Fragonard meurt en 1799, il trace sa route pendant cette période de transition qu'est le 18e siècle, et il est l'un des acteurs de l'histoire de l'anatomie dont les traditions remontent à l'antiquité. C'est aussi, à la fin de son existence, un homme conscient des enjeux de la Révolution française, en particulier pour sa discipline.
Honoré Fragonard est né à Grasse. Il est issu d'une vieille famille d'origine italienne implantée depuis le 16e siècle, et qui fait partie de la bourgeoisie aisée de la ville. Chez les Fragonard, on est commerçant de génération en génération. Le père de l'anatomiste était gantier et parfumeur. À 18 ans, Honoré quitte sa famille pour s'installer à Lyon. On suppose qu'il se met au service de médecins pour en tirer enseignement, en « élève libre ». En 1756, il revient à Grasse et travaille comme apprenti chez un maître de la corporation des chirurgiens.

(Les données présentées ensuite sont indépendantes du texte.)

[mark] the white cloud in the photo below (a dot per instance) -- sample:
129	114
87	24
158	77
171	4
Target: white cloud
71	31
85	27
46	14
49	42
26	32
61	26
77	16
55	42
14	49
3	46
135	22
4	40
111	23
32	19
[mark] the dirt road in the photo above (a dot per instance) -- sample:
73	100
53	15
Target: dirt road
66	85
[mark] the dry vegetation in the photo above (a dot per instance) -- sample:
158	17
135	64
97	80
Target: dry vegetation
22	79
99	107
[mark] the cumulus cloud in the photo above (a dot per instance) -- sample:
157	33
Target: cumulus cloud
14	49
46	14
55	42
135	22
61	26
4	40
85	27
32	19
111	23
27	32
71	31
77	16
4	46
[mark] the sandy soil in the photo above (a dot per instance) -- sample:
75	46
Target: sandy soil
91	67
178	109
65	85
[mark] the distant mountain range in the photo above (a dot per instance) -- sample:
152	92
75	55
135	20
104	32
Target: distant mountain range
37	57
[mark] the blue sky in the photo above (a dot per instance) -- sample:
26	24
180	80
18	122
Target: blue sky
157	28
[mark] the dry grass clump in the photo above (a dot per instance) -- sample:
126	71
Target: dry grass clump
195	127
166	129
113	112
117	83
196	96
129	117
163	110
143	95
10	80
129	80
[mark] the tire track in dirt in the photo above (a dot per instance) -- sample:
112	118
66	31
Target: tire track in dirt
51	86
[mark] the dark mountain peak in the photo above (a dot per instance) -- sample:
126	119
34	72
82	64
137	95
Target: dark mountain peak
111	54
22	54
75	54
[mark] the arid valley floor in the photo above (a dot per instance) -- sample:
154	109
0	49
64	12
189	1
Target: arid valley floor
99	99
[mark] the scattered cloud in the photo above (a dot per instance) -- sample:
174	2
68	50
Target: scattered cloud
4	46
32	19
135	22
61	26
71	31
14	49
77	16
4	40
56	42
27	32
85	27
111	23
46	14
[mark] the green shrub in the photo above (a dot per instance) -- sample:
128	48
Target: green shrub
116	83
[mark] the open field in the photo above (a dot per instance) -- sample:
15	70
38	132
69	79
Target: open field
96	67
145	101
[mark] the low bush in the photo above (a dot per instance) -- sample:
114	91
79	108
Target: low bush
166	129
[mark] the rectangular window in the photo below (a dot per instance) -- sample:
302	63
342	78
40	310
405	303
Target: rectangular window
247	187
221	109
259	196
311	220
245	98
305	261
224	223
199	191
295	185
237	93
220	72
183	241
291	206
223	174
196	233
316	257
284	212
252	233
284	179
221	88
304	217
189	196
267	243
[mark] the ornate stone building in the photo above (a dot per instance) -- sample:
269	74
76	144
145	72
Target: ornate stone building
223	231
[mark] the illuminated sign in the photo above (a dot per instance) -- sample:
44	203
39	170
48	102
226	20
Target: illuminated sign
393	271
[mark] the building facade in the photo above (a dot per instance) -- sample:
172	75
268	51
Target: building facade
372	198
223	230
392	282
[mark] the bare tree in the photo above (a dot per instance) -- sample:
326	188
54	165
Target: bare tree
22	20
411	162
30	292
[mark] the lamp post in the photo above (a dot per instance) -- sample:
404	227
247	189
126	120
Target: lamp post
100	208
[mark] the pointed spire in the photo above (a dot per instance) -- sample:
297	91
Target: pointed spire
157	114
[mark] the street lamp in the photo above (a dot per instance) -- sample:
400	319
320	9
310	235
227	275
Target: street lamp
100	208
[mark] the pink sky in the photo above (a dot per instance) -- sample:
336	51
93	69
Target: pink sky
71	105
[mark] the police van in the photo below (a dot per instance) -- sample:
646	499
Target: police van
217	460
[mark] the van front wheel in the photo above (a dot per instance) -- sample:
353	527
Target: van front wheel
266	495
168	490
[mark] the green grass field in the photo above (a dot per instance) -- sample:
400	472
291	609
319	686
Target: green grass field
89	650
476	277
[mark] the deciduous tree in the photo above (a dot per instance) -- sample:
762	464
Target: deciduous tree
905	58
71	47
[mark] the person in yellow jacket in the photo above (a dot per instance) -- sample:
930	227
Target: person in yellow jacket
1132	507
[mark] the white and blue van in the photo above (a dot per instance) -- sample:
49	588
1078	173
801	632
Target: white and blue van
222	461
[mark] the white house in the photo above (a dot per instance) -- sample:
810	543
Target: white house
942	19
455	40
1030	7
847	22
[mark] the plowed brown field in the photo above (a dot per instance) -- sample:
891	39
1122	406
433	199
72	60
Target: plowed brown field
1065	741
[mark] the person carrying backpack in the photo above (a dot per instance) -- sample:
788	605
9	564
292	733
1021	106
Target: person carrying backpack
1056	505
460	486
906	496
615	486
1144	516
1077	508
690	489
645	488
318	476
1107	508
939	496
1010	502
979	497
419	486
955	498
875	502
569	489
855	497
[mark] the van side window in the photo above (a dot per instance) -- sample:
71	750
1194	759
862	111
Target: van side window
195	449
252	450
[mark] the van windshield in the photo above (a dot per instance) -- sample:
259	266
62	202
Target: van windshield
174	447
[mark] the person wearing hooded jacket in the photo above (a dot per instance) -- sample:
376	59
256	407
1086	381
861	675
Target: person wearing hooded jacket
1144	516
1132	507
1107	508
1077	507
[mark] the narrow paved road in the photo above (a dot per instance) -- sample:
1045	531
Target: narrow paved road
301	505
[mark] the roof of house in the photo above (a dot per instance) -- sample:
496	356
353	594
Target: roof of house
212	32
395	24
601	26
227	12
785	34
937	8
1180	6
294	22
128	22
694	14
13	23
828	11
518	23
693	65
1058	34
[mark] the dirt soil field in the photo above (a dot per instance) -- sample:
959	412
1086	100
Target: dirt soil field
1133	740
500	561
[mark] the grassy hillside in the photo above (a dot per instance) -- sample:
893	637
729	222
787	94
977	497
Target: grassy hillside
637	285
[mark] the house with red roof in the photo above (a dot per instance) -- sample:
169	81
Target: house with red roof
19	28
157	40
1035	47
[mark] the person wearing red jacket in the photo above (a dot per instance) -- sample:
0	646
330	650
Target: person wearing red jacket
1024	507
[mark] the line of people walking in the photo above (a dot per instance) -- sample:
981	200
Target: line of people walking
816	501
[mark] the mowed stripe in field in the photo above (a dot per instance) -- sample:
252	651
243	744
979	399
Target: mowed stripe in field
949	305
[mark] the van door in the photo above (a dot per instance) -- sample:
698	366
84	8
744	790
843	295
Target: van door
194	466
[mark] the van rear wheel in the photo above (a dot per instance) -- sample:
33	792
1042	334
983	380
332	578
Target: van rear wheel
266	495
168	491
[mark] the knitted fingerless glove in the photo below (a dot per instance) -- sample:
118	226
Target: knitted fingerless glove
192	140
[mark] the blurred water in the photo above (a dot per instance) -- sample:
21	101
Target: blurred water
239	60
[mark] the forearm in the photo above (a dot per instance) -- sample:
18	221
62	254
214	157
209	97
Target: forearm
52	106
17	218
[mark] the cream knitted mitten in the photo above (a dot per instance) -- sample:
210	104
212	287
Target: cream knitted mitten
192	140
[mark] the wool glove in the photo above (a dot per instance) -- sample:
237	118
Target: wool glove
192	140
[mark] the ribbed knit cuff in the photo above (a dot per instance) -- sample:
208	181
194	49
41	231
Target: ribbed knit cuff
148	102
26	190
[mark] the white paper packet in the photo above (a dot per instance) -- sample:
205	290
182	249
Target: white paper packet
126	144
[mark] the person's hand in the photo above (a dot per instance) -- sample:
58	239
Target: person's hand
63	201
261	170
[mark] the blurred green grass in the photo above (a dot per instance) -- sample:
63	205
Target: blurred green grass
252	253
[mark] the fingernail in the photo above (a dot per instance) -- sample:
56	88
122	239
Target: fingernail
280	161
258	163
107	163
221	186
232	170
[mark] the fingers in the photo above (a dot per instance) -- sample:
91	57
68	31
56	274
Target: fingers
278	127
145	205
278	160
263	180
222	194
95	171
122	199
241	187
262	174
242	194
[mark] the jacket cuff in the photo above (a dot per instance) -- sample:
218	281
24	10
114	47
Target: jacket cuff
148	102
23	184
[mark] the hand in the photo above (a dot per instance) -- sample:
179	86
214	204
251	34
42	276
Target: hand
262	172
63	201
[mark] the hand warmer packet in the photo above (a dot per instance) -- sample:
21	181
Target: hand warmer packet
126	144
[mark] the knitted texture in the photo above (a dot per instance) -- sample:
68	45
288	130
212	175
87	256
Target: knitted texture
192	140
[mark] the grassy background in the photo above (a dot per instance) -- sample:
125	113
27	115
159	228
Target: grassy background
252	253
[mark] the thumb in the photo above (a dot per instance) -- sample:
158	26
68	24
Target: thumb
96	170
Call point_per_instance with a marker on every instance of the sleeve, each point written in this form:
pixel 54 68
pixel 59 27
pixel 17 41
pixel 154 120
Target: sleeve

À cette époque, la chirurgie était considérée comme une profession manuelle, et le statut de chirurgien était inférieur à celui de médecin. Les chirurgiens étaient exclus des études médicales, et leurs interventions étaient conditionnées par le diagnostic d'un médecin, qui, lui, n'était pas autorisé à poser un acte chirurgical, indigne de sa fonction. Il faut attendre la Révolution française pour voir tomber la barrière entre chirurgien et médecin.
Les talents de Fragonard furent sollicités par Claude Bourgelat, directeur de l'Académie d'équitation de Lyon, qui fut à l'origine de la première école vétérinaire du monde, en 1761. L'objectif initial de Bourgelat était de rassembler les connaissances disparates acquises dans la médecine des animaux, pour construire un enseignement cohérent dans ce domaine. L'anatomie, comme la botanique, étaient les principales matières enseignées et le cheval, l'espèce étudiée en particulier, avant que d'autres animaux domestiques soient au programme, stimulant ainsi les progrès de l'anatomie comparée. Fragonard est chirurgien depuis trois ans lorsqu'il est approché par Bourgelat, non pas comme spécialiste de la médecine des animaux, mais comme professeur d'anatomie et démonstrateur, pour initier les étudiants aux travaux pratiques de dissection.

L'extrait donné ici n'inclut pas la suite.